A case study for thread pool

Try to disucss an example of the task based thread pool, and the case discussed here is the argobot (Argobots: A Lightweight Low-Level Threading and Tasking Framework)

the general strategy is the pthread, there are all kinds of tools that help to build the thread pool based on the pthread.

some prerequest concepts

system level thread vs the user level thread

This doc provides detiled explanation that compares the user level and system level threads, pay attention to the benifits disadvnatages.

http://www.cs.iit.edu/~cs561/cs450/ChilkuriDineshThreads/dinesh's%20files/User%20and%20Kernel%20Level%20Threads.html

The main benifits of userlevel thread is the speed, since it avoids the system call compared with the pthread. The disadvantages is the potential conflicts with the os thread scheduler, since for the os, there is only a one thread single process. It needs to be adjusted wisely to make the runtime scheduler fit with the process’s scheduler.

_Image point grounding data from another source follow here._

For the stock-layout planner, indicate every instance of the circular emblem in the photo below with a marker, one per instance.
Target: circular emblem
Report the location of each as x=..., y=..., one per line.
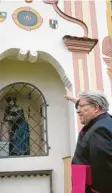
x=27, y=18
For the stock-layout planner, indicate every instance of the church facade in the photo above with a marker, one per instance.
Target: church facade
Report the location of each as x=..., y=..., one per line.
x=46, y=46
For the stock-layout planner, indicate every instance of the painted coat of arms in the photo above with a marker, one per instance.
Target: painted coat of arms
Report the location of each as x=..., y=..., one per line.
x=27, y=18
x=3, y=16
x=53, y=23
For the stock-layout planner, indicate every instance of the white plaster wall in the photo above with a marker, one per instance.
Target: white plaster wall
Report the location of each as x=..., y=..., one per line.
x=47, y=80
x=102, y=33
x=42, y=39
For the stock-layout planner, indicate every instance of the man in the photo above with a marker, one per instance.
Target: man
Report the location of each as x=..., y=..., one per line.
x=94, y=146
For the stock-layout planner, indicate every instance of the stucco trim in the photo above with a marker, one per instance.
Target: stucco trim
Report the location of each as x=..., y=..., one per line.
x=79, y=44
x=65, y=16
x=29, y=173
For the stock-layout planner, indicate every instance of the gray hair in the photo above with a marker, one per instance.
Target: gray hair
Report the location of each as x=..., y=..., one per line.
x=95, y=98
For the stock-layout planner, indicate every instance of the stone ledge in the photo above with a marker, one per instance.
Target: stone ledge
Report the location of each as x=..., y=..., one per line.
x=79, y=44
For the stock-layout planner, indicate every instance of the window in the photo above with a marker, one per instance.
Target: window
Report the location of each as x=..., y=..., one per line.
x=23, y=121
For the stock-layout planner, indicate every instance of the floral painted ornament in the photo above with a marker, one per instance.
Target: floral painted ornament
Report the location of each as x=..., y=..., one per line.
x=27, y=18
x=28, y=1
x=3, y=16
x=53, y=23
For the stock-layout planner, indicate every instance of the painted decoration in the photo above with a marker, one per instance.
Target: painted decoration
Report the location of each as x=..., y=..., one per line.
x=3, y=16
x=28, y=1
x=53, y=23
x=27, y=18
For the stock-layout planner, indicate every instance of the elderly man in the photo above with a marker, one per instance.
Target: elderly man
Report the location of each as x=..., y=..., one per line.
x=94, y=146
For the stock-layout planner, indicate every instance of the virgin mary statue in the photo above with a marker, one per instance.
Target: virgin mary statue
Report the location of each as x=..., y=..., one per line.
x=19, y=129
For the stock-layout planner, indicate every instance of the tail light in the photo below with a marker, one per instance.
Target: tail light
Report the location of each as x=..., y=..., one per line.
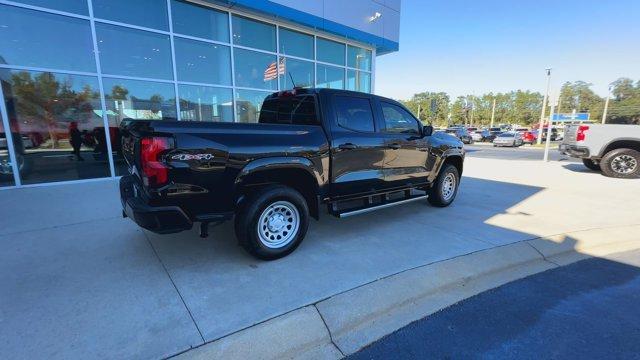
x=581, y=134
x=155, y=172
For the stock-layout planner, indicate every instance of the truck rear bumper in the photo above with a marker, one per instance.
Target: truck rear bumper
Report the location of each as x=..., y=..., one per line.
x=159, y=219
x=574, y=151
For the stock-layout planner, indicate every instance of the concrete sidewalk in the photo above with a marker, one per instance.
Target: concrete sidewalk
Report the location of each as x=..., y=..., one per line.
x=82, y=282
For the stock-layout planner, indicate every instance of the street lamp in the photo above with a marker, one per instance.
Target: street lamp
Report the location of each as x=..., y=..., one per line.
x=606, y=104
x=544, y=105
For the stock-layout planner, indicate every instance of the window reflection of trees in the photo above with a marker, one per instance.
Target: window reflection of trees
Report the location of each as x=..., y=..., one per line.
x=44, y=107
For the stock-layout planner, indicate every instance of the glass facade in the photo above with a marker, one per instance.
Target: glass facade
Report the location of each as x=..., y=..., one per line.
x=156, y=59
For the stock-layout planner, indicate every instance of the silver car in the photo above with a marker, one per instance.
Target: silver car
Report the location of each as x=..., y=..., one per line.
x=508, y=139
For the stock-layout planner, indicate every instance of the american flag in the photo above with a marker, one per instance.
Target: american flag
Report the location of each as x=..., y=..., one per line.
x=271, y=73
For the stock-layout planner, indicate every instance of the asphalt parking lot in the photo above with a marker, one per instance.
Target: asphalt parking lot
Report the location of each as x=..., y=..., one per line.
x=80, y=281
x=584, y=310
x=525, y=152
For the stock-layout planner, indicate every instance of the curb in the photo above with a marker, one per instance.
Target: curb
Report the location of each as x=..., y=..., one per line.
x=346, y=322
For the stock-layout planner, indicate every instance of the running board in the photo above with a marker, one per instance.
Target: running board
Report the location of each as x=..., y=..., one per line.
x=381, y=206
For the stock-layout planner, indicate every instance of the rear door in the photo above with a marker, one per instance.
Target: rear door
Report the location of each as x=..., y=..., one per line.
x=357, y=148
x=406, y=150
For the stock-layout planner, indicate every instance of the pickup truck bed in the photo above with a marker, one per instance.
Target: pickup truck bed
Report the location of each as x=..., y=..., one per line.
x=310, y=148
x=613, y=149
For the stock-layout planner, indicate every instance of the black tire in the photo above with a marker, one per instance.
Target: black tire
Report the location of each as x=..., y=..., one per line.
x=249, y=214
x=616, y=164
x=438, y=197
x=591, y=164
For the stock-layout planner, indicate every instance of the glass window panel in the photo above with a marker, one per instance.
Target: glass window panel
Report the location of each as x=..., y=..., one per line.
x=330, y=51
x=359, y=58
x=202, y=62
x=147, y=13
x=300, y=71
x=130, y=52
x=255, y=34
x=358, y=81
x=6, y=171
x=72, y=6
x=35, y=38
x=204, y=103
x=248, y=104
x=330, y=77
x=296, y=44
x=199, y=21
x=256, y=70
x=58, y=119
x=136, y=100
x=354, y=113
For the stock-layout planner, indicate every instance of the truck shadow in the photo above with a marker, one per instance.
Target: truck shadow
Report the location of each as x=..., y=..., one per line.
x=531, y=317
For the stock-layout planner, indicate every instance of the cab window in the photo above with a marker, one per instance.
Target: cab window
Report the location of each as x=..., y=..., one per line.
x=398, y=120
x=354, y=113
x=294, y=110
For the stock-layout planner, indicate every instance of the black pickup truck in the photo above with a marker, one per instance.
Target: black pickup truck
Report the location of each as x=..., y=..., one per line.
x=349, y=151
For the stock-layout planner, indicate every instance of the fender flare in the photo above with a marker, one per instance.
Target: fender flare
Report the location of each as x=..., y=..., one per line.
x=441, y=160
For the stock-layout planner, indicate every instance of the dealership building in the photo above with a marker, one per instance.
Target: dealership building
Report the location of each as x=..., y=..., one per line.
x=72, y=70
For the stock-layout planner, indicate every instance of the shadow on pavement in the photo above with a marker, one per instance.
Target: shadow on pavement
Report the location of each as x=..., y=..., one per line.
x=580, y=168
x=583, y=310
x=227, y=290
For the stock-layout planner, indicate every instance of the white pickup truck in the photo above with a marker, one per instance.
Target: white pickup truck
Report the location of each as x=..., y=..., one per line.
x=612, y=149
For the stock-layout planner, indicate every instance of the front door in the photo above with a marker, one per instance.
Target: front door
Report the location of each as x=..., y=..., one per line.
x=357, y=147
x=406, y=150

the typical states of the process

here are some detailed explanation

https://access.redhat.com/sites/default/files/attachments/processstates_20120831.pdf

and

https://medium.com/@cloudchef/linux-process-states-and-signals-a967d18fab64

we may neglect the sleep mode sometimes. When we execute the system sleep call and the I/O status, the process will be in these sleep states.

if the cpu is used when there is sleep or I/O

although there is time elapse, but the cpu is not used (or trivial cpu is used for scheduling or state change). This is related with the previous concept. When the sleep is called, the process change to a sleep mode. In particular, since the process can be waked up after the sleep finish, so when there is sleep call, it is in the interruptible sleep mode. But for the I/O, it change into the uninterruptible sleep mode while waiting for the result, they will wake up with when the operation is ready.

there are some online discussions realted with this:

https://unix.stackexchange.com/questions/22886/do-sleeping-processes-get-the-same-cpu-time

Attention! in some evaluation works, we may tend to use the sleep as the synthetic analysis, and we should consider it carefully in this context, although time is elapsed in this cases, but the cpu resoureces is not used, therefore, the results might not be that much convinced enough, it might be better to use other workflods, or consider the synthetic cased based on particular context.

how the sleep is implemented

this is an straightfoward explanation

https://stackoverflow.com/questions/1719071/how-is-sleep-implemented-at-the-os-level

The core concepts is to maintain a queue by higher level menager (for the os-level thread/process, the higher level manager is OS, for the user-level thread/process, the higher level manager is the runtime), then the higher level menager just check the element in the queue, when the sleep time is finished, then allocate resource to the thread.

Another strategy is to do an active checking, such as polling, in this way, thread is still in active state, but it is not efficient enough. One deteailed explanation is

http://www.gerald-fahrnholz.eu/sw/online_doc_multithreading/html/group___grp_condition_variable.html

the condition variable shares the same idea with the sleep, it can be used to implement the sleep in the runtime. The underlying implemetation of the sleep is the event driven paradigm based on the siganal. When the condition is satisfied (such as time finish), the associated thread is triggered and the state is changed based on the signal notification.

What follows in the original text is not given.